Time for Asia-Pacific to Look Beyond GDP

Singapore, 02 January 2020
  • By Denis Hew

According to the Director of the APEC Policy Support Unit, overreliance on one statistic is a problem.

As we usher in the new decade, it’s imperative that we start thinking beyond Gross Domestic Product or GDP as the sole barometer of economic health and growth. Historically speaking, a nation’s GDP has proven to be a globally acceptable estimate of the value of goods and services within a given economy. But many tend to use it as a canopy term for gauging overall economic success.

Over the past decade there has been a growing consensus within the Asia-Pacific Economic Cooperation (APEC) forum that we are in need of more policies supportive of inclusive, secure, balanced, innovative and sustainable economic growth. These are apart from what APEC—made up of 21 diverse economies surrounding the Pacific Ocean, including economic heavyweights such as the United States, China and Japan—is known for: toppling barriers to cross-border trade in favor of economic growth, for which GDP is a perfectly fine measurement.

The latest APEC Regional Trends Analysis, a bi-annual report by the APEC Policy Support Unit, explores the limitations of GDP in light of the evolving priorities of APEC. GDP does not measure economic factors needed to make economies fairer and more sustainable. GDP alone does not measure, for example, environmental impacts and potential inequality in the distribution of goods and services, especially in an informal economy. It likewise does not factor in the rise of free digital services and the presence of both parental services and volunteer work. Often GDP also fails to measure the quality of goods or services in each setting.

Perhaps most significantly, as economies of all sizes begin to fully embrace the internet age, GDP can only measure growth and success in tangible currency, bypassing the growing impact of the digital economy. It cannot account for anything that goes beyond monetary transactions, like cloud storage, navigation apps, and streaming services. GDP also only works within the confines of an economy’s borders, which makes it an archaic model for measuring the near borderless digital market.

We cannot simply relegate to the background modern-day economic policy discussions like sustainability, inclusion, and distribution. By itself, GDP overlooks such key economic attributes. Though currently pressing, this is not a new concept. Even the Nobel Prize-winning economist Simon Kuznets, whom many regard as the father of GDP, had warned of the potential limitations of applying it as a catch-all measurement, adding that relying solely on it may result in misinterpretation, thus eschewing more nuanced empirical discussions that are needed to guide policy.

Now, more than ever, we need more complementary measures for economic progress during our policy discussions.

One measure, the Human Development Index (HDI), is concerned with examining standards of living based on a population’s knowledge, health and material conditions. HDI is generated by the United Nations Development Programme’s Human Development Report, the latest installment of which examines a new generation of inequalities evident in recent waves of social unrest and which are emerging around issues such as education, technology and climate change.

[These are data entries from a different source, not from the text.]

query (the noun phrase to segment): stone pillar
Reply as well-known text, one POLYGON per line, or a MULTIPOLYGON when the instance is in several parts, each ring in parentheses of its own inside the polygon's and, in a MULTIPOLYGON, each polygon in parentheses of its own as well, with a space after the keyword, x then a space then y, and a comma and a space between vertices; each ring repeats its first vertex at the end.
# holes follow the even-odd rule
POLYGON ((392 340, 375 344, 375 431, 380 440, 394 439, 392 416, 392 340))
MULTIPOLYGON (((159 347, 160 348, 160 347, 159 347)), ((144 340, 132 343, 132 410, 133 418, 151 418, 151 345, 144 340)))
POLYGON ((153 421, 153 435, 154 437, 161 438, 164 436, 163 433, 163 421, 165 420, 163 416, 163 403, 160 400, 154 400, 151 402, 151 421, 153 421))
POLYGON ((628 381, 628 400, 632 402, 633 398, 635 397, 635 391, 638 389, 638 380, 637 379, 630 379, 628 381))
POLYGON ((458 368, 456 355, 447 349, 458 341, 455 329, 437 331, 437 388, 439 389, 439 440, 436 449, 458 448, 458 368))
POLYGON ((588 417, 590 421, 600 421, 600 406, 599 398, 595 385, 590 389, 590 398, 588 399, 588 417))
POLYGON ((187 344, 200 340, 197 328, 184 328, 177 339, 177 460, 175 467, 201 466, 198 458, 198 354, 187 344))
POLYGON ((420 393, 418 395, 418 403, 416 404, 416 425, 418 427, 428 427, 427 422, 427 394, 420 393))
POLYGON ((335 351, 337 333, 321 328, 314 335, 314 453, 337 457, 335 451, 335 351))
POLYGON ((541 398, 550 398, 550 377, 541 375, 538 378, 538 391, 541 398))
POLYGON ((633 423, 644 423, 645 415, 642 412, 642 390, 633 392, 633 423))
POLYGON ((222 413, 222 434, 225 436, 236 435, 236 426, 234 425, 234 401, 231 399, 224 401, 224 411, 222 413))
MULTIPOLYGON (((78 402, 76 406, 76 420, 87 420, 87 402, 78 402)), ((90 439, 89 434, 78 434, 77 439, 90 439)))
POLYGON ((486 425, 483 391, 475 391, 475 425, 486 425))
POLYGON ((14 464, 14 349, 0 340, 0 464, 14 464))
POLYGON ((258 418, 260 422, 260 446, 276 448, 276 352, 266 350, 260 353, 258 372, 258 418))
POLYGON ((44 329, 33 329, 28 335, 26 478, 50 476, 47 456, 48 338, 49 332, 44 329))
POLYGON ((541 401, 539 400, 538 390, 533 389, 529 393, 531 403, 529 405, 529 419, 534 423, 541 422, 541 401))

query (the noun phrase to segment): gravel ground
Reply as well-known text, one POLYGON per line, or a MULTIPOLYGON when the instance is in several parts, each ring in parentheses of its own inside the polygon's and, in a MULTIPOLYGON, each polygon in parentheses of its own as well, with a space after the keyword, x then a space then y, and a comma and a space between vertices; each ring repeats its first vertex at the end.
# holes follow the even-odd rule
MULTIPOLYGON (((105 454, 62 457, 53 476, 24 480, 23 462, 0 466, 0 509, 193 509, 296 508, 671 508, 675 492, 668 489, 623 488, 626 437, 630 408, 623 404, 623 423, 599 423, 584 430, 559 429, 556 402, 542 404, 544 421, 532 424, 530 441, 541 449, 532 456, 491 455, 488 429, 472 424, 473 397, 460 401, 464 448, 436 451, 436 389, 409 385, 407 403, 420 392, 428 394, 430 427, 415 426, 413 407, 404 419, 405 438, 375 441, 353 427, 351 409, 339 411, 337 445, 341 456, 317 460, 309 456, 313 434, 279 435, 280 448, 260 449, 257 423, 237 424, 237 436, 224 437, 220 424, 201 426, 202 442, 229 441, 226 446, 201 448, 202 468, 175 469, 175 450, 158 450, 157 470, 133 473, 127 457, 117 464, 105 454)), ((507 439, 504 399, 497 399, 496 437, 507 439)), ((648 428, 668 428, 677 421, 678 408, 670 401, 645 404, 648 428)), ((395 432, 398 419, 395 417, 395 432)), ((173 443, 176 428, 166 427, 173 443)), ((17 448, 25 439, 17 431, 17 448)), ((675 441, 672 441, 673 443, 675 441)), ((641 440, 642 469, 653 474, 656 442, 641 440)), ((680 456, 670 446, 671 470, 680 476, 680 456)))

The Gender Inequality Index, another option to complement GDP, measures potential differences in access to economic opportunities among men and women. Green GDP considers environmental degradation and the depletion of natural resources. Expanded GDP (EGDP) calculates the economic value of free digital services. The Genuine Progress Indicator (GPI) adds in domestic labor and adjusts for environmental impact, inequality, and loss of leisure. The Inclusive Wealth Index (IWI) accounts for human, natural, and physical capital even as it takes the long view on sustainability.

These measures are not meant to completely take the place of GDP as a useful economic indicator, but they should eventually knock down its monopoly over economic policy discourse.

It is not GDP but our overreliance on GDP that is the problem. Elevating alternatives to prominence will certainly clutter our policy toolbox, so to speak, but it will be necessary to better track economic progress in a complex and changing world and inform policies down the line.